Lenders know – or should know – that it is always possible the borrower could default. They are supposed to assess that risk and lend only at interest rates that compensate them for taking it. Portfolio managers who hold many loans should diversify to minimize the risk of unmanageable simultaneous defaults.
This means defaults should not bother well-prepared lenders. They know the risks, factor them into the interest rates they demand, and realize that occasional mistakes are inevitable.
Greece's lenders were not well prepared. They ignored the risks, didn't demand market interest rates, failed to diversify and presumed mistakes were impossible.
The fact that Greece had a spendthrift government with several defaults in the past was no secret. Anyone paying attention knew a decade ago about Greece's widespread tax evasion, overly generous pension schemes and already excessive debt load. Yet they kept on lending.
This decision looks very unwise in hindsight. The big banks were the first to realize it and successfully transferred most of their obligations to Eurozone governments. Now those governments are on the hook for someone else's bad lending decision.

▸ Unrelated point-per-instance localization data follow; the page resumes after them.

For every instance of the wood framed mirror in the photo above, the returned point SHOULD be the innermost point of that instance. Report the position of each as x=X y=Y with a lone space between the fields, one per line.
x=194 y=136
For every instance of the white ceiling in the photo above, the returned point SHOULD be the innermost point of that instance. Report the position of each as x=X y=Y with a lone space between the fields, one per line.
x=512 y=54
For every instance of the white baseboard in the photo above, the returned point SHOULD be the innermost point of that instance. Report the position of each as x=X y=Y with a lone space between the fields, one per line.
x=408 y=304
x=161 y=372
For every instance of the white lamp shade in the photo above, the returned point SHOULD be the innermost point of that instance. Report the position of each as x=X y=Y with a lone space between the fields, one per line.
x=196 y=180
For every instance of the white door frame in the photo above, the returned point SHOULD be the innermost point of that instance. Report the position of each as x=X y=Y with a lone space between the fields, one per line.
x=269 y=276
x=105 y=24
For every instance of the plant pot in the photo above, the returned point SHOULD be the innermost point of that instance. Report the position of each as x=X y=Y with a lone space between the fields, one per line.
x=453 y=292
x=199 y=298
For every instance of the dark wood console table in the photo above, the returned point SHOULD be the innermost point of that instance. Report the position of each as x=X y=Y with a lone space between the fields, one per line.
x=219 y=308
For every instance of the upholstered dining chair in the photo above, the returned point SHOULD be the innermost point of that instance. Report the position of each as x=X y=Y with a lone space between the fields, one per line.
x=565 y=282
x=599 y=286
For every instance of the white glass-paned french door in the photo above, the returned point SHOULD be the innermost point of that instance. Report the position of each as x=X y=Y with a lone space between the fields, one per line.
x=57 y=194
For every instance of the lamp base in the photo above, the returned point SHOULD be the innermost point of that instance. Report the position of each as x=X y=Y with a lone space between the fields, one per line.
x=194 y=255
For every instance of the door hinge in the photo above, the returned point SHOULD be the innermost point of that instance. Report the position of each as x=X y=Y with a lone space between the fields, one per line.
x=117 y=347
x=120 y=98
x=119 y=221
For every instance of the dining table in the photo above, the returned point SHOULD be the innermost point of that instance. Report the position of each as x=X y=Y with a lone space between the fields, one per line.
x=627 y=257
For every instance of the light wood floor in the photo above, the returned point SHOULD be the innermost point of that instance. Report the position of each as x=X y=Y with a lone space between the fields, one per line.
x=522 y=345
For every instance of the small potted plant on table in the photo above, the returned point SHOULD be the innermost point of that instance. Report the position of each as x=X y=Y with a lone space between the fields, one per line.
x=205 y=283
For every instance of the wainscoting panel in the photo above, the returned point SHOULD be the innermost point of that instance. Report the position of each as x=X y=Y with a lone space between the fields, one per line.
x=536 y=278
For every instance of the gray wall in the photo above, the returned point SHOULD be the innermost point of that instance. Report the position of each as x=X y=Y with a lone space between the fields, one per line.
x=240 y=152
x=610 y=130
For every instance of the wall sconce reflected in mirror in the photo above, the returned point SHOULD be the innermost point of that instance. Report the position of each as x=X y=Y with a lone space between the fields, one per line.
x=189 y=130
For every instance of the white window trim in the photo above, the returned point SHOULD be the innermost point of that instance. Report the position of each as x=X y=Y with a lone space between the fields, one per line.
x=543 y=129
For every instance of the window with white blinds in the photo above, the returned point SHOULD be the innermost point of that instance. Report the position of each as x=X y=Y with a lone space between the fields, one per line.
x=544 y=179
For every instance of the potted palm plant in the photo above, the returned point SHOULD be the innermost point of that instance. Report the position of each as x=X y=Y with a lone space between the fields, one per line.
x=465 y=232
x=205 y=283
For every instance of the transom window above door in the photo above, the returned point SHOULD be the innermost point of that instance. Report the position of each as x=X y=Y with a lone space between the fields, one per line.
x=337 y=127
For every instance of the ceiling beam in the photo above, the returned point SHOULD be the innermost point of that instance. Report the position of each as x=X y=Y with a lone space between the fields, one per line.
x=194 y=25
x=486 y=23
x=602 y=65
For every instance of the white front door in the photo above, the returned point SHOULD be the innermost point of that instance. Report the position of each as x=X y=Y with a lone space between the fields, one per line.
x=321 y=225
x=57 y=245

Europe would not now be in political crisis if it had left those loans in private hands where they belonged. Germany and its allies surely know this; it probably explains their evident frustration. Taking further debt write-downs might be the wisest business decision, but it is unacceptable for politicians who must face re-election.
Greece clearly went over its head in debt, but it did so with the knowing cooperation of its lenders. For those lenders to demand Greece now bear the full consequence of the joint mistake is intolerable on the Greek side. Hence, we have the current standoff.
No one knows how this will end. There is plenty of pain to go around. If history is any guide, those who created Europe's monetary union will now push for an even tighter union. Greece's "no" vote suggests they will not want to join it.